Swift and Legere first met as theatre students at Dalhousie, where Kerr happened to be one of their teachers. After graduation, Smith went away to the National Theatre School and Legere began working with the Irondale Ensemble and Zuppa Theatre. In the summer of 2008, Swift and Legere were cast in Two Planks and a Passion's production of Our Town at Ross Creek, where they started kicking around the idea of creating a play. After myriad phone calls, months of research and weeks of "playing together," A Rescue Demonstration was born.

Both Swift and Legere describe Kerr as their "ideal candidate" to direct the work.

"It's like everything just aligned perfectly for this collaboration," says Swift. "We wanted to work with Ann-Marie because she's such a brilliant physical-theatre director. There was no hesitation on her part, she just came on as director, co-creator and outside eye."

Kerr beams. "Because we came from the hierarchy of teacher and student, you might think it would be hard to work together. But it isn't. It's lovely to be working together as equals."
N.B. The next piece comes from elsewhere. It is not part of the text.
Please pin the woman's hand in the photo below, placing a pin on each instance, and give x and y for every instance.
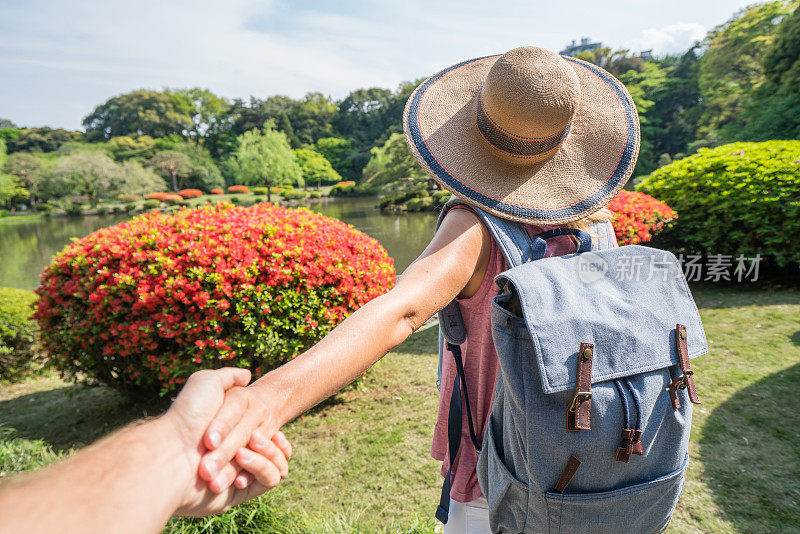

The creation of Plutonium Playhouse, Thom Fitzgerald's newly opened theatre space, also proved to be serendipitous for this production. "Plutonium Playhouse is the perfect place to do A Rescue Demonstration," says Legere. "Its mandate is to give local playwrights a place to unveil brand-new work. It's been a very nurturing experience, and it's been really helpful that we've been able to rehearse there for much longer than we would have in another spot."

"We've found there are a lot of people who want to support the new venue and to support theatre that's being built from the ground floor up," adds Kerr.

The conversation returns to describing the play for the potential audience. Words like "highly physical," "hilarious" and "magic realism" are bantered back and forth. Legere takes a stab at summing it up. "Things happen in this play that can only happen in theatre. It's a combination of physical style with laser-sharp realism. We spent a lot of time saying, 'Can we do this?' and 'Are we allowed to do this?' and the answer was yes."

Swift is still frowning, struggling to make the appeal of the play more clear. Finally, a smile spreads across her face. She knows what will make A Rescue Demonstration stand out: "I think you can say that it's a story that's a combination of complete truthfulness and utter magic."